That was the view of longtime South African rugby writer Gavin Rich in his supersport.com column reviewing 2017.

He said a look at the Super Rugby points table 'does not tell the full story of the effort put in by most of the South African teams to embrace a more dynamic and adventurous playing style'.

While the Lions had continued their leading role in change, other franchises made notable efforts to make their own way along that path to the point where there was mention of a rugby revolution.

"Although it didn't bring immediate success, there were glimpses of potential and signs that most teams were shaking off the traditional conservative South African rugby yolk," he said.

The Lions had continued their advance with their reward the hosting of the Super Rugby final where the loss of flanker Kwagga Smith could have led to a different outcome.

However, Rich said, "They were probably destined to lose the decider anyway as the Crusaders, brilliant throughout the season and unbeaten for much of it, were slicker and were winning the small battles before Smith's departure following an unfortunate clumsy challenge on a Crusaders player in the air."

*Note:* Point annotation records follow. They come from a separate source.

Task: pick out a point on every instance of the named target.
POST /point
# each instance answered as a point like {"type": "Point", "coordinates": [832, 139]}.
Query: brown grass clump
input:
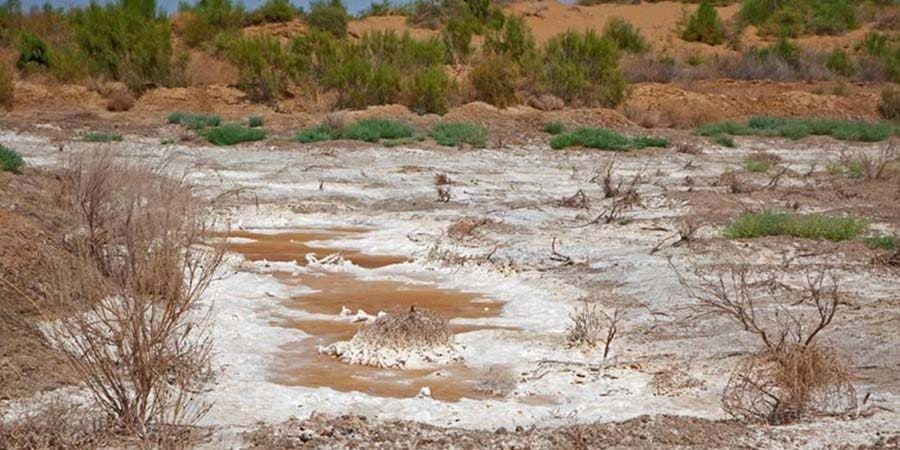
{"type": "Point", "coordinates": [413, 330]}
{"type": "Point", "coordinates": [141, 349]}
{"type": "Point", "coordinates": [120, 100]}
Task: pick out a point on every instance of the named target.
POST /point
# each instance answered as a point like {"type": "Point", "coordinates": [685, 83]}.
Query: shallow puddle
{"type": "Point", "coordinates": [294, 246]}
{"type": "Point", "coordinates": [300, 363]}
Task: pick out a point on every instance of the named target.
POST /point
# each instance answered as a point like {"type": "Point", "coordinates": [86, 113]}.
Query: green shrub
{"type": "Point", "coordinates": [273, 11]}
{"type": "Point", "coordinates": [704, 26]}
{"type": "Point", "coordinates": [329, 16]}
{"type": "Point", "coordinates": [128, 42]}
{"type": "Point", "coordinates": [10, 161]}
{"type": "Point", "coordinates": [455, 134]}
{"type": "Point", "coordinates": [33, 51]}
{"type": "Point", "coordinates": [889, 104]}
{"type": "Point", "coordinates": [724, 140]}
{"type": "Point", "coordinates": [582, 68]}
{"type": "Point", "coordinates": [840, 63]}
{"type": "Point", "coordinates": [846, 130]}
{"type": "Point", "coordinates": [317, 133]}
{"type": "Point", "coordinates": [882, 241]}
{"type": "Point", "coordinates": [101, 137]}
{"type": "Point", "coordinates": [814, 226]}
{"type": "Point", "coordinates": [514, 41]}
{"type": "Point", "coordinates": [373, 130]}
{"type": "Point", "coordinates": [626, 37]}
{"type": "Point", "coordinates": [194, 121]}
{"type": "Point", "coordinates": [206, 19]}
{"type": "Point", "coordinates": [264, 69]}
{"type": "Point", "coordinates": [231, 134]}
{"type": "Point", "coordinates": [554, 128]}
{"type": "Point", "coordinates": [429, 91]}
{"type": "Point", "coordinates": [495, 80]}
{"type": "Point", "coordinates": [604, 139]}
{"type": "Point", "coordinates": [7, 86]}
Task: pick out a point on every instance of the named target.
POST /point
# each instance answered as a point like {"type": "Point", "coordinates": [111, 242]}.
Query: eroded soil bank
{"type": "Point", "coordinates": [511, 236]}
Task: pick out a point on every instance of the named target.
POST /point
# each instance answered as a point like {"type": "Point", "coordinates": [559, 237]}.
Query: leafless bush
{"type": "Point", "coordinates": [416, 329]}
{"type": "Point", "coordinates": [792, 377]}
{"type": "Point", "coordinates": [442, 185]}
{"type": "Point", "coordinates": [142, 348]}
{"type": "Point", "coordinates": [592, 328]}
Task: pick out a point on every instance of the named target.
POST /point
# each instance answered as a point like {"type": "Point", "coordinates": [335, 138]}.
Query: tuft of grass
{"type": "Point", "coordinates": [255, 121]}
{"type": "Point", "coordinates": [374, 129]}
{"type": "Point", "coordinates": [883, 241]}
{"type": "Point", "coordinates": [318, 133]}
{"type": "Point", "coordinates": [813, 226]}
{"type": "Point", "coordinates": [604, 139]}
{"type": "Point", "coordinates": [194, 121]}
{"type": "Point", "coordinates": [231, 134]}
{"type": "Point", "coordinates": [101, 137]}
{"type": "Point", "coordinates": [554, 128]}
{"type": "Point", "coordinates": [10, 160]}
{"type": "Point", "coordinates": [455, 134]}
{"type": "Point", "coordinates": [845, 130]}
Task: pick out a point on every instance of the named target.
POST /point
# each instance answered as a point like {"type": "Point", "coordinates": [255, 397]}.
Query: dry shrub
{"type": "Point", "coordinates": [142, 348]}
{"type": "Point", "coordinates": [120, 100]}
{"type": "Point", "coordinates": [414, 330]}
{"type": "Point", "coordinates": [791, 378]}
{"type": "Point", "coordinates": [55, 425]}
{"type": "Point", "coordinates": [592, 327]}
{"type": "Point", "coordinates": [779, 386]}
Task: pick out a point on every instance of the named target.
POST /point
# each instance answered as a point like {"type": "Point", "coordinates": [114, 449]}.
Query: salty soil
{"type": "Point", "coordinates": [512, 253]}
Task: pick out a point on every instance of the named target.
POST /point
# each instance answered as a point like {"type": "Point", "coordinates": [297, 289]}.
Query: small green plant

With injured captain Warren Whiteley back in 2018 the Lions would be competitive although the changing styles adopted by other sides could see the Lions face stiffer opposition within South Africa, he said.

The Stormers were so keen to lift their skills for a faster game that they called in former Blues assistant coach Paul Feeney. They started with a hiss and a roar but a loss to the Lions followed by a tour to New Zealand in which they lost all three games had borne out Feeney's comment that the transition in style would not occur overnight.

But with a solid core of the Springbok pace from within their ranks they had the forward power to compete. However, the question mark for 2018 would be their backline.

Rich said the Sharks were still to convince that they had openly embraced the need for change and what form they had shown was confined to the Currie Cup rather than Super Rugby. A key to the side's play next season could lie in the acquisition of Dick Muir as the backline and attack consultant, although Rich said his role could prove more influential than that.

"Muir has an all-out attack rugby philosophy, so don't be surprised if the Sharks approach to the game is transformed when Super Rugby arrives again in February," he said.

The Bulls, who finished lowest of the sides last year, have former All Blacks coach John Mitchell at the helm and he had shown his influence when the side played in the Currie Cup. But they were on a three-year plan to regain their former stature.

And as Rich said: "The same could probably be said of the South African revolution generally. This year was a start, but it will take time."